From: David Hartley on 5 Jul 2006 20:07 In message <J1yCn4.4qL(a)cwi.nl>, Dik T. Winter <Dik.Winter(a)cwi.nl> writes >In article <1152134107.848676.131670(a)75g2000cwc.googlegroups.com> >mueckenh(a)rz.fh-augsburg.de writes: > > David Hartley schrieb: >... > > > So you acknowledge that your process doesn't give, in the limit, a > > > bijection N -> Q+ ? > > > > Such a bijection does not exist, because there is no smallest positive > > rational. > >There is no need of such for a bijection. Consider the set of positive >numbers P and the set of negative numbers N. Clearly there is a bijection >from P to N: f(x) = -x. But N has no smallest element. A bijection is >not necessarily order preserving. Yes, that was rather sloppy. Throughout the discussion of this process of WM's, is has been implicit that the mappings from N are order-preserving. The essence of his claim is that he has a sequence of w-orderings of the (positive) rationals whose limit is the usual ordering and he assumes that the sequence of associated order-isomorphisms from N must have a limit which is an order-isomorphism from N to the limit-ordering, hence infinity doesn't exist. When he says the bijection doesn't exist, he is presenting the contradiction stage of his argument, not realising that he has never offered a proof that such a bijection does exist. -- David Hartley
From: Herman Jurjus on 6 Jul 2006 05:45 Virgil wrote: > In article <e8g7t4$ebo$1(a)mailhub227.itcs.purdue.edu>, > Dave Seaman <dseaman(a)no.such.host> wrote: > >> On Tue, 04 Jul 2006 21:31:16 -0600, Virgil wrote: >> >>> Also, in ZF, ZFC and NBG, any countable union of countable sets can be >>> proved countable, so "mueckenh"'s attempts to claim otherwise must fail. >> Not in ZF. > > Is it the need for C? Where i come from, Z(F)+countable choice was the standard.
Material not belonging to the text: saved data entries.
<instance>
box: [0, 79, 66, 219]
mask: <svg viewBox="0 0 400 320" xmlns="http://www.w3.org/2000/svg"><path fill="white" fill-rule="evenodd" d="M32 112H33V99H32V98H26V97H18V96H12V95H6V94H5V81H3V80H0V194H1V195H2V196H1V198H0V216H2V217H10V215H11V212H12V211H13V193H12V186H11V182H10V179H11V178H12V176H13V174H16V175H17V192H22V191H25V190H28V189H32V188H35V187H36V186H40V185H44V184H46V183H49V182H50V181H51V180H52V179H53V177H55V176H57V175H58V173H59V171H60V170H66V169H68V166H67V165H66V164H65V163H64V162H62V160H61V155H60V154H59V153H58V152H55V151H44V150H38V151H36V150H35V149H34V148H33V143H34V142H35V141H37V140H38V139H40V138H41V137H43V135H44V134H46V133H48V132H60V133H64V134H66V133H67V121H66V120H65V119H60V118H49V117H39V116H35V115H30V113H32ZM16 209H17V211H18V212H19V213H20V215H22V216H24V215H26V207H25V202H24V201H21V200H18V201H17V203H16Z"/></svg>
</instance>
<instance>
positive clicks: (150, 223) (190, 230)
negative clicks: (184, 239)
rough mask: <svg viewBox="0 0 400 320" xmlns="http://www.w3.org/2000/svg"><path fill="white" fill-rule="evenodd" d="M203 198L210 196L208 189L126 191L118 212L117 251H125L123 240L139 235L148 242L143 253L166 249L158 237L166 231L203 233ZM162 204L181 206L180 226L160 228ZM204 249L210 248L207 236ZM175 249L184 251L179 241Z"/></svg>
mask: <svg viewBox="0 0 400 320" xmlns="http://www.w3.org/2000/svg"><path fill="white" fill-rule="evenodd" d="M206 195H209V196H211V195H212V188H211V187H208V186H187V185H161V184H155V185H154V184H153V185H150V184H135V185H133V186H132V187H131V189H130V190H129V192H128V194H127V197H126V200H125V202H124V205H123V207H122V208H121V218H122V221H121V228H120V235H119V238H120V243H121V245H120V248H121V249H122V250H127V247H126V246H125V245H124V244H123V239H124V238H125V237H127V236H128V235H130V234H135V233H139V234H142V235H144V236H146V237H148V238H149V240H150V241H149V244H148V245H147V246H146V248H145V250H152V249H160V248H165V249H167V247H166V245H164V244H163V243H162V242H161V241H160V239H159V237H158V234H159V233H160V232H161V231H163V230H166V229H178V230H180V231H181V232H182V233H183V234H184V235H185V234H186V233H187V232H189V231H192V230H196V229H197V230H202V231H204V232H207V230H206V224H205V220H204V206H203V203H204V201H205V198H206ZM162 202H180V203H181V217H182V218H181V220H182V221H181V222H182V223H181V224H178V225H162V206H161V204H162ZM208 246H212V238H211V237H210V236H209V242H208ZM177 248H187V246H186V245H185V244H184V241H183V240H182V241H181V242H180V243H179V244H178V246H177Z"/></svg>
So if you used countable choice to prove something, that was accepted as 'not applying AC'. I've always liked this practice, and wondered (still wonder) why the rest of the world doesn't adopt it as well. Countable choice is not implied by ZF, but of course it's much(?) weaker than full AC. -- Cheers, Herman Jurjus
From: mueckenh on 6 Jul 2006 06:10 Virgil schrieb: > > Also, in ZF, ZFC and NBG, any countable union of countable sets can be > proved countable, so "mueckenh"'s attempts to claim otherwise must fail. Feferman and Levy showed that one cannot prove that there is any non-denumerable set of real numbers which can be well ordered. Moreover, they also showed that the statement that the set of all real numbers is the union of a denumerable set of denumerable sets cannot be refuted. Regards, WM
From: mueckenh on 6 Jul 2006 06:27
Dik T. Winter schrieb: > In article <1152099458.014628.279080(a)m79g2000cwm.googlegroups.com> mueckenh(a)rz.fh-augsburg.de writes: > > > > Dik T. Winter schrieb: > > > > > In article <$UHhNrCdjAqEFwc5(a)212648.invalid> David Hartley <me9(a)privacy.net> writes: > > > ... > > > > Indeed, I agree that it is possible to apply a sequence of > > > > transpositions and change a well-ordering of the rationals to the usual > > > > ordering. (I posted my own example last night.) However, I take this to > > > > imply simply that such transformations do not preserve well-ordering, > > > > not that there is a contradiction in standard set theory. > > > > > > Indeed. The simplest example (using indices rather than numbers) is the > > > sequence of transpositions on the natural numbers in there standard order > > > is the sequence > > > for n -> oo (0, 1)(1, 2)(2, 3)(3, 4)...(n, n+1) > > > Applying this will lead (when we properly define what "-> oo" means) to > > > > It means that all natural numbers, which according to set theory do > > exist, are included as indices. Not more and not less. In particular > > there is no number oo. > > Righ, pretty acute. > > > > the ordered set: > > > (1, 2, ..., 0) > > > applying it again will lead to > > > (2, 3, ..., 1, 0) > > > and applying it again and again will lead to > > > (..., 3, 2, 1, 0) > > > So the first sequence will lead to a well-ordered set with a different > > > ordinal number (contradicting what Cantor stated according to the quotes > > > supplied). Applying an infinite number of such sequences will destroy > > > well-orderedness. > > > > It will (and can) not destroy the one-to-one correspondence between q's > > and n's. > > No, of course not. The cardinal number of q will not change. What changes > is ordering of q and also ordinal number and possibly well-ordering. The ordering is omega and remains so, as long as the first index is 1 and there is no limes-ordinalnumber omega between two indices. > > > > Note also that I do not see how to apply transpositions using indices > > > when you start with a set that is not well-ordered. You can only do it > > > with a well-ordered set and they operate only on an initial segment of > > > order type w or smaller. > > > > And that is completely sufficient for the set of all positive > > rationals. > > Under what ordering? The ordering is omega and remains so, as long as the first index is 1 and there is no limes-ordinalnumber omega between two indices. Regards, WM |